Толстяк Чарли извлек из кармана огрызок карандаша и скомканный клочок бумаги, разгладил лист и нацарапал на нем: «Для „Голубой рапсодии“ у нас слишком мало скрипок. Какие другие вещи хотела бы сыграть?»
Мне бы, дуре, выбрать что-нибудь хорошо разученное, типа «Базен-стрит» или «Вилли-Нытик», что-нибудь из этого ряда, но меня понесло, и я написала Толстяку Чарли на бумаге программу из девяти-десяти произведений, которые были у меня, что называется, на слуху, не более того.
– Позвоню, передам текст в типографию, – сообщил негр. – Как тебя зовут?
– Марианна… Мэри Хокинс. – Я-то не взяла на самом деле фамилию Джеффа, но сочла, что печатать свою фамилию на афишах – не слишком остроумно.
– У тебя есть с собой фото, которое мы могли бы использовать? – спросил Толстяк Чарли.
– Давайте обойдемся без портрета. И не нужно интересоваться, почему «без». – Я была уже не в состоянии лгать, а выкладывать правду о Джеймсе не могла.
– Ладно. Все путем, – согласился Толстяк Чарли. – Загадочная леди из космоса. Пятьсот за ночь, нормально?
Я бы сама ему тысячу заплатила за то, что давал мне шанс приобрести такой бесценный опыт.
– Прекрасно, – сказала я. – Когда начало?
– В восемь. Или в девять. Вкалываем до трех ночи.
Он поднялся из-за столика и потопал к телефону заказывать афиши. Я допила джулеп и пошла бродить по городу. Надо было привести нервы в порядок. Дождь кончился.
Итак, вот какой фортель выкинула судьба! Оказывается, я явилась на Землю, чтобы стать солисткой в диксиленде. В нашем школьном оркестре лучшим кларнетистом считалась не я, был там один парень. Дорого бы я дала за то, чтоб увидеть его сегодня в зале!
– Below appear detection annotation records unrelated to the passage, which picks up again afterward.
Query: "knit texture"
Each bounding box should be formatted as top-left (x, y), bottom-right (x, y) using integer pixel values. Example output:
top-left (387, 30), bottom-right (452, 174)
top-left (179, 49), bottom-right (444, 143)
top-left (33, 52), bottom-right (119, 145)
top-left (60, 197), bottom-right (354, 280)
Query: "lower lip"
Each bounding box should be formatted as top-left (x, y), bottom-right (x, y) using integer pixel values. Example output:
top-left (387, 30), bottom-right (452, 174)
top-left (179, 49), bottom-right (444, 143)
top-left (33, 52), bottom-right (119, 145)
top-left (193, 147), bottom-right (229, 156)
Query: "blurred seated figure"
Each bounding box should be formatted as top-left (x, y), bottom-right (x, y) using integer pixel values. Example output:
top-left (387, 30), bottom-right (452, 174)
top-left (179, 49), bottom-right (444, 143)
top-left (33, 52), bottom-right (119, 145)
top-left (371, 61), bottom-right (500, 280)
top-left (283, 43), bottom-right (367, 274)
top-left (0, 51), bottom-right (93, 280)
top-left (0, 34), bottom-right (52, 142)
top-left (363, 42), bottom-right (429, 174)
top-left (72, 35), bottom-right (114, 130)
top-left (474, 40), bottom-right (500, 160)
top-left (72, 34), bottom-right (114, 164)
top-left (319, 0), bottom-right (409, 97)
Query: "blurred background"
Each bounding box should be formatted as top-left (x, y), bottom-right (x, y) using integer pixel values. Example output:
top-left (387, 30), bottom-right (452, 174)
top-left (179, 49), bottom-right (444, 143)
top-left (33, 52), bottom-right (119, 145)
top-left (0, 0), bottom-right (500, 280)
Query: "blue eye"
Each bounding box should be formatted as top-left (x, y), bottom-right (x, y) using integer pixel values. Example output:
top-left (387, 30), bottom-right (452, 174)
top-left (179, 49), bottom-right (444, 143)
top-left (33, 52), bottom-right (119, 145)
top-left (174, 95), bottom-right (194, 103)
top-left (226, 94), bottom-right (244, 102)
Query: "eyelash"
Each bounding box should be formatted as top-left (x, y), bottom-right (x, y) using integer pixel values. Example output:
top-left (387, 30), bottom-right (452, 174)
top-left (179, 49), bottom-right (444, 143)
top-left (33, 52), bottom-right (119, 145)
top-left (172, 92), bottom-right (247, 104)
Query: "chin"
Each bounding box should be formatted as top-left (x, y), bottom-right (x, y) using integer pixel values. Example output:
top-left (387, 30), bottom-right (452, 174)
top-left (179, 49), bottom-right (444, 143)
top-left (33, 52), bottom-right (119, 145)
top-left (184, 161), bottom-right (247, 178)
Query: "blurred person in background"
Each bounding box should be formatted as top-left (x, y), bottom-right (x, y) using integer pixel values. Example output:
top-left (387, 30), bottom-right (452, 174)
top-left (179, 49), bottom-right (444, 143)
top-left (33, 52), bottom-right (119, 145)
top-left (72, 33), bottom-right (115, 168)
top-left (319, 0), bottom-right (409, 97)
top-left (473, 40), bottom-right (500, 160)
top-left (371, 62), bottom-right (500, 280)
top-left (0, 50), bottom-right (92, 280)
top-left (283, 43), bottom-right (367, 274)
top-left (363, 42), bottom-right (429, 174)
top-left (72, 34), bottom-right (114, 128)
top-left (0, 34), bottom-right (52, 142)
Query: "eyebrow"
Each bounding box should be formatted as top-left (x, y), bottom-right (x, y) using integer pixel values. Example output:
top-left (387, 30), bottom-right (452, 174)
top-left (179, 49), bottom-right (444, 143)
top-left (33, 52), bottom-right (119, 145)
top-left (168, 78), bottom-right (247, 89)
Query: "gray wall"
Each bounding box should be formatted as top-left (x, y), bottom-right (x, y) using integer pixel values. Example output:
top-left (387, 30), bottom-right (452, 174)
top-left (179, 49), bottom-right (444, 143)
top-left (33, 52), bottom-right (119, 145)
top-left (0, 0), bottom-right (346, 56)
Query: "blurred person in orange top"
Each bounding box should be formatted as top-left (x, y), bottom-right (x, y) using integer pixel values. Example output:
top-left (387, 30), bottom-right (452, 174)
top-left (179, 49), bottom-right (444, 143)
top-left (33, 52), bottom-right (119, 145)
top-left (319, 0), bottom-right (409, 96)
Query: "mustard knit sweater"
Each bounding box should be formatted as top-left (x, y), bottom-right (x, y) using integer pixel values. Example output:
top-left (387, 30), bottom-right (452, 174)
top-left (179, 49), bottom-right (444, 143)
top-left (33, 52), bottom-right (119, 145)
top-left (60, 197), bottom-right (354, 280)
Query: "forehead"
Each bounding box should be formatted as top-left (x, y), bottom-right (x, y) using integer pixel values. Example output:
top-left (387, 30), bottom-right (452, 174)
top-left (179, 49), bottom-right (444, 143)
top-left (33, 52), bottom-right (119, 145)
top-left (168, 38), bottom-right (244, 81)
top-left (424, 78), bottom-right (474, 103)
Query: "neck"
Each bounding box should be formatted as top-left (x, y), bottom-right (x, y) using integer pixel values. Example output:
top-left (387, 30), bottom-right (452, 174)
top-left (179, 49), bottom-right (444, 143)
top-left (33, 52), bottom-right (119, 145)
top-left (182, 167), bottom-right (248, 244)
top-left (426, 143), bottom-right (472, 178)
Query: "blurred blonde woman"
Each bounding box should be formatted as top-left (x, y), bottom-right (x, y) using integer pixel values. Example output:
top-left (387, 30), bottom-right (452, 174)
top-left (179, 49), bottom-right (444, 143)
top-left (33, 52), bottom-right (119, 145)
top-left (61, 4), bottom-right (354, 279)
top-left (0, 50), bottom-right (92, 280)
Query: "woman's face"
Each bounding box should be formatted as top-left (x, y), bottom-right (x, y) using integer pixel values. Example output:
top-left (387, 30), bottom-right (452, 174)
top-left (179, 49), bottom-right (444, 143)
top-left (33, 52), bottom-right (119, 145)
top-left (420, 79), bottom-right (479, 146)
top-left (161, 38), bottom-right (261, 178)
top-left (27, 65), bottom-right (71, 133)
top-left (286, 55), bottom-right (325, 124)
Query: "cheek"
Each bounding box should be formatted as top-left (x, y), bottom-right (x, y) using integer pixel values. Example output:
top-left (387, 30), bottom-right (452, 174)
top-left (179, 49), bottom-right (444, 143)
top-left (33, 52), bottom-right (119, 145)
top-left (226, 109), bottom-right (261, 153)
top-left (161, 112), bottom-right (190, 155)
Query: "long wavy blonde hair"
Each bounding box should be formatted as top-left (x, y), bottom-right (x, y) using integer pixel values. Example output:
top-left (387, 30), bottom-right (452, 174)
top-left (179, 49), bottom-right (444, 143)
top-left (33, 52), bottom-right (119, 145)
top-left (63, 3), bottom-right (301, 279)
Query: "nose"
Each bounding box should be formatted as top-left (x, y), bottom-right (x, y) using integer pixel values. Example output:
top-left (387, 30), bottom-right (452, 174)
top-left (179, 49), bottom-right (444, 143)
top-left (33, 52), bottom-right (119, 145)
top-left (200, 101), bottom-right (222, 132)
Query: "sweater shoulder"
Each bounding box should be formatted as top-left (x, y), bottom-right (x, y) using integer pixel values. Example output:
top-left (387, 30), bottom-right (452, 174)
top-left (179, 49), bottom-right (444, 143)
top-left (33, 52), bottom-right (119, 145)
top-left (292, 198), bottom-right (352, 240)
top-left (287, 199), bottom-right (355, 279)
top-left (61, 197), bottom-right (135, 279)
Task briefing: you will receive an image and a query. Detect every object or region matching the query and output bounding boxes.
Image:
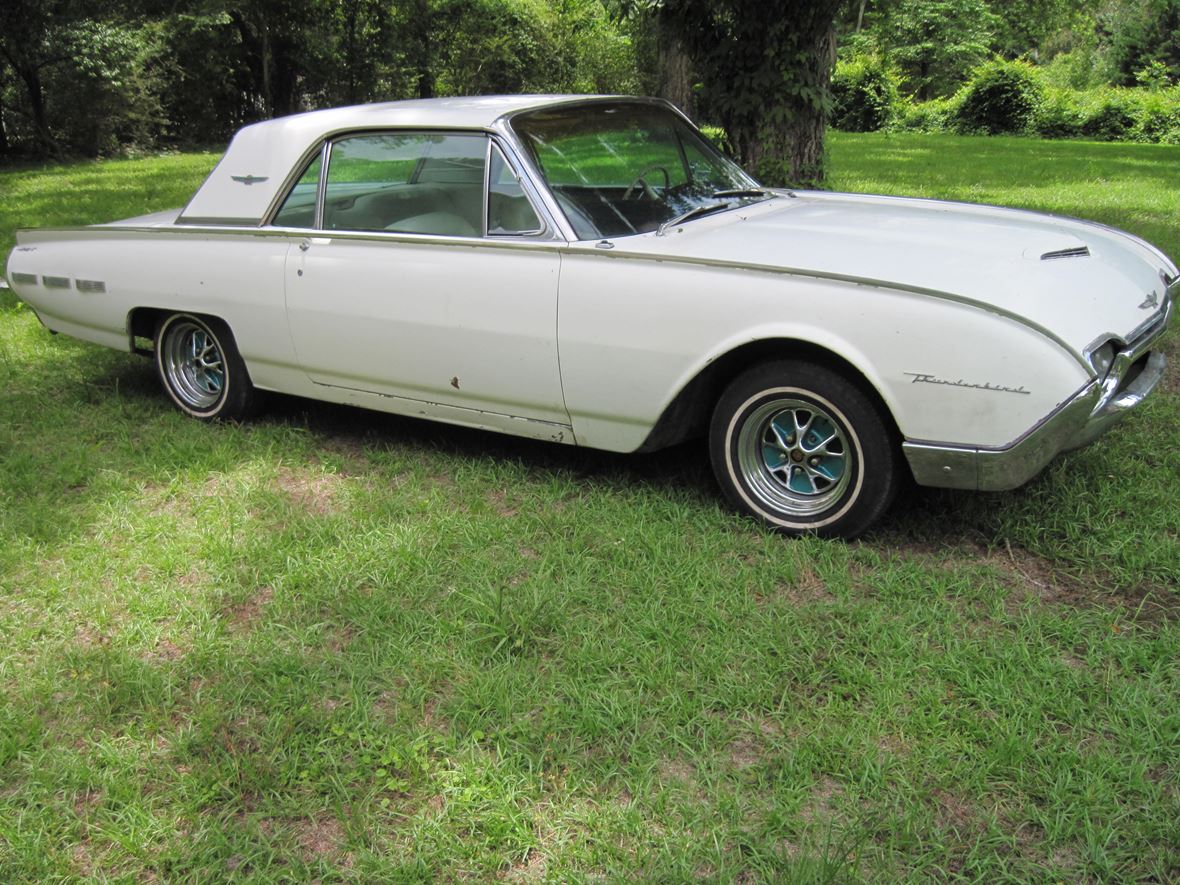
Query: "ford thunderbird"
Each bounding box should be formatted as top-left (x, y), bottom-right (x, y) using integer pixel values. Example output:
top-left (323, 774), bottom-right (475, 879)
top-left (7, 96), bottom-right (1180, 537)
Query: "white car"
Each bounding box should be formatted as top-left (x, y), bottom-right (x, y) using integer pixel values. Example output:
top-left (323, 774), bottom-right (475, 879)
top-left (7, 96), bottom-right (1180, 537)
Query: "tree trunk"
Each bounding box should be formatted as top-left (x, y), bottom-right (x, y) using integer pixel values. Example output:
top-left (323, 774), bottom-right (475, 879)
top-left (0, 83), bottom-right (12, 157)
top-left (13, 65), bottom-right (57, 153)
top-left (258, 20), bottom-right (275, 118)
top-left (723, 22), bottom-right (835, 186)
top-left (658, 24), bottom-right (696, 117)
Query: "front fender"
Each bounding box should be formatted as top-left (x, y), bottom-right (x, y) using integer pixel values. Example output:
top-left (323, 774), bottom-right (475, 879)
top-left (558, 253), bottom-right (1089, 451)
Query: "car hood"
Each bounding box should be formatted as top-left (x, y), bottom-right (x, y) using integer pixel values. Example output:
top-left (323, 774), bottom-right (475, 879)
top-left (617, 192), bottom-right (1176, 353)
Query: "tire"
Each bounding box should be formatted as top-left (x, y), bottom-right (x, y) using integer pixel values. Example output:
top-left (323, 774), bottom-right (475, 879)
top-left (156, 314), bottom-right (257, 421)
top-left (709, 360), bottom-right (902, 538)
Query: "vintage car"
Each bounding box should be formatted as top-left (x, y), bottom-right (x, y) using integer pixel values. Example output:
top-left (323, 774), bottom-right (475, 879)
top-left (7, 96), bottom-right (1180, 537)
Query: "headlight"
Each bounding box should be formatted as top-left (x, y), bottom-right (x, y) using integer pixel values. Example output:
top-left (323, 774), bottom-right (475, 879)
top-left (1090, 341), bottom-right (1115, 381)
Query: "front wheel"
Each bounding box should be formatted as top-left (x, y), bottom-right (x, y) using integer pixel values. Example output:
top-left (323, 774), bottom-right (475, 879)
top-left (709, 360), bottom-right (900, 538)
top-left (156, 314), bottom-right (256, 421)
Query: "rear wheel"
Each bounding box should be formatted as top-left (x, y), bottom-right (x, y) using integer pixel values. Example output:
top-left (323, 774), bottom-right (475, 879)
top-left (156, 314), bottom-right (256, 421)
top-left (709, 360), bottom-right (900, 538)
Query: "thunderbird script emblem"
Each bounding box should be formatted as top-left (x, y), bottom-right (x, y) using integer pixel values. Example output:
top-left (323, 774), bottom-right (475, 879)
top-left (1139, 291), bottom-right (1160, 310)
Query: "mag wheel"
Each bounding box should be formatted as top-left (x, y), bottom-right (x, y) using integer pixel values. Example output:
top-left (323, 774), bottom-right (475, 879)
top-left (709, 361), bottom-right (899, 538)
top-left (156, 314), bottom-right (255, 421)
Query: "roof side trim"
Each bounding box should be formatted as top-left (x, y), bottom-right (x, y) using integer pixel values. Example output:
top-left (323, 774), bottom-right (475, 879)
top-left (177, 96), bottom-right (624, 225)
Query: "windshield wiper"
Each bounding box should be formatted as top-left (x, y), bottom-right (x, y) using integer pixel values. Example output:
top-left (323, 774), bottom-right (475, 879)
top-left (656, 188), bottom-right (774, 237)
top-left (656, 203), bottom-right (734, 237)
top-left (713, 188), bottom-right (774, 199)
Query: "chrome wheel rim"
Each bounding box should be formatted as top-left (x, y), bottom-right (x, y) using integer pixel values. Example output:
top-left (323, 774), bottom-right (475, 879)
top-left (736, 398), bottom-right (854, 517)
top-left (160, 320), bottom-right (225, 409)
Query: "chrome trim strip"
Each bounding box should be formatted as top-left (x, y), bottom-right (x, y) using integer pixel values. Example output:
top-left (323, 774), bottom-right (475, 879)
top-left (492, 117), bottom-right (578, 242)
top-left (485, 135), bottom-right (547, 240)
top-left (480, 137), bottom-right (492, 237)
top-left (571, 243), bottom-right (1094, 375)
top-left (21, 224), bottom-right (565, 251)
top-left (316, 142), bottom-right (335, 230)
top-left (902, 318), bottom-right (1171, 491)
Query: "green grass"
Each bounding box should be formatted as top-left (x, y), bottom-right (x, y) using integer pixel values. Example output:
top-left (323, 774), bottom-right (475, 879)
top-left (0, 136), bottom-right (1180, 883)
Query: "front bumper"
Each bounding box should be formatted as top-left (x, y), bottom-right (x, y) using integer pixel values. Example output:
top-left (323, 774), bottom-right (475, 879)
top-left (902, 295), bottom-right (1180, 492)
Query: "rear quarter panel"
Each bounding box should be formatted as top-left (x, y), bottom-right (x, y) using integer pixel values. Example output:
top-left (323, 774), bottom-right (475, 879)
top-left (8, 228), bottom-right (295, 387)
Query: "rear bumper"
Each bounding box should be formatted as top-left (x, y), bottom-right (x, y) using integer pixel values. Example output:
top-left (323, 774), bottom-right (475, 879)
top-left (902, 295), bottom-right (1176, 491)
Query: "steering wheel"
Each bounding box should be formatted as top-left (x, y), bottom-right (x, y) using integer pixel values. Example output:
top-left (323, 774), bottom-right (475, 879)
top-left (623, 163), bottom-right (671, 199)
Я вышла на набережную, к реке. Хотелось посмотреть на закат над Миссисипи. Потом меня потянуло в кафе, приглянувшееся нам с Джеффом, в старое кирпичное здание, где посетителям подавали кофе с бежнетами – жареными хлебцами, посыпанными сахарной пудрой. Здесь готовили отличный кофе, крепкий, с цикорием и густыми сливками. Я чувствовала в душе необыкновенный подъем, меня переполняли одновременно и печаль, и радость. Я жила в предчувствии великого праздника. Я исходила Французский квартал вдоль и поперек, то мыча, то насвистывая мелодии, которые мне предстояло исполнять. К слову, в Новом Орлеане полузабытые мелодии быстро восстанавливаются в памяти.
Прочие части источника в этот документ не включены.